ADC ArcheoProjecten adviseert om bij bodemingrepen in het centrale en zuidelijk deel van het plangebied die dieper dan vigerende vrijstellingsgrens (50 cm -mv) reiken aanvullend archeologisch onderzoek te laten uitvoeren:

  • In de zone met een hoge verwachting voor vindplaatsen uit de periode Neolithicum – Bronstijd wordt een inventariserend veldonderzoek in de vorm van een karterend booronderzoek voorgesteld. Dit kan bestaan uit handmatige boringen met een 12 cm Edelman of indien dit fysiek of vanwege grondwater niet mogelijk is, uit mechanische boringen met een avegaar. Het doel van dit onderzoek is het onderzoeken van de aanwezigheid van archeologische resten De exacte invulling van de werkzaamheden dient voorafgaand aan het veldwerk te worden vastgelegd in een Plan van Aanpak (PvA).
  • In de zone met een hoge verwachting voor vindplaatsen uit de periode IJzertijd – Romeinse tijd wordt een inventariserend veldonderzoek door middel van het aanleggen van proefsleuven (IVO-P) voorgesteld. Het doel van dit onderzoek is het onderzoeken van de aanwezigheid van archeologische resten alsook de gaafheid, omvang, datering en conservering daarvan.

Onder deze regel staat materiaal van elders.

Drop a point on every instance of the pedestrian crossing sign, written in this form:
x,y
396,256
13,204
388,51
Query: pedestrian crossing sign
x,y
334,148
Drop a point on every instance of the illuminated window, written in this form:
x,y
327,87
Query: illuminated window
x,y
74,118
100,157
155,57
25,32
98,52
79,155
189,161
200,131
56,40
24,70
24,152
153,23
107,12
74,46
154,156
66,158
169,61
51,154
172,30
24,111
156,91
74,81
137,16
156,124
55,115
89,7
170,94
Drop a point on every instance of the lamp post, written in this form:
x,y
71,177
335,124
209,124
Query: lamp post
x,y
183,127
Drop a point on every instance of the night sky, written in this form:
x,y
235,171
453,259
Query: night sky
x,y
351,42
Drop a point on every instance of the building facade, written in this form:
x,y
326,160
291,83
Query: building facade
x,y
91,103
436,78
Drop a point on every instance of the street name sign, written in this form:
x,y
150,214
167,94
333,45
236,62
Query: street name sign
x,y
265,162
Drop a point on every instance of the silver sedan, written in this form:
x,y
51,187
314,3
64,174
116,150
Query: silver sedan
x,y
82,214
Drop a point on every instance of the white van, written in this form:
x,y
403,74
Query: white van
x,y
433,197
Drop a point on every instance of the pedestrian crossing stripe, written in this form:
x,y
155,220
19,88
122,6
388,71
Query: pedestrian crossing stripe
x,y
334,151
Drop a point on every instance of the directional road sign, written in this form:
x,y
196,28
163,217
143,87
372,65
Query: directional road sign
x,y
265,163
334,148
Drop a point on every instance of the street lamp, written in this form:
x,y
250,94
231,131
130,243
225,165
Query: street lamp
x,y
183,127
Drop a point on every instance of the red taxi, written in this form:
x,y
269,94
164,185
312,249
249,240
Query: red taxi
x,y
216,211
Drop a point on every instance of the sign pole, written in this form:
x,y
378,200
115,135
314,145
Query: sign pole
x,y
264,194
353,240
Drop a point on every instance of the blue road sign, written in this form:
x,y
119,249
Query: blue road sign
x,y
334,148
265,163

Dit onderzoek dient na de bovengrondse sloop van de kassencomplexen te worden uitgevoerd. De exacte invulling van de werkzaamheden dient voorafgaand aan het veldwerk te worden vastgelegd in een door de bevoegde overheid goed te keuren Programma van Eisen (PvE).

afbeelding "i_NL.IMRO.1783.BTABCDESTRIJPobp-VA01_0026.png"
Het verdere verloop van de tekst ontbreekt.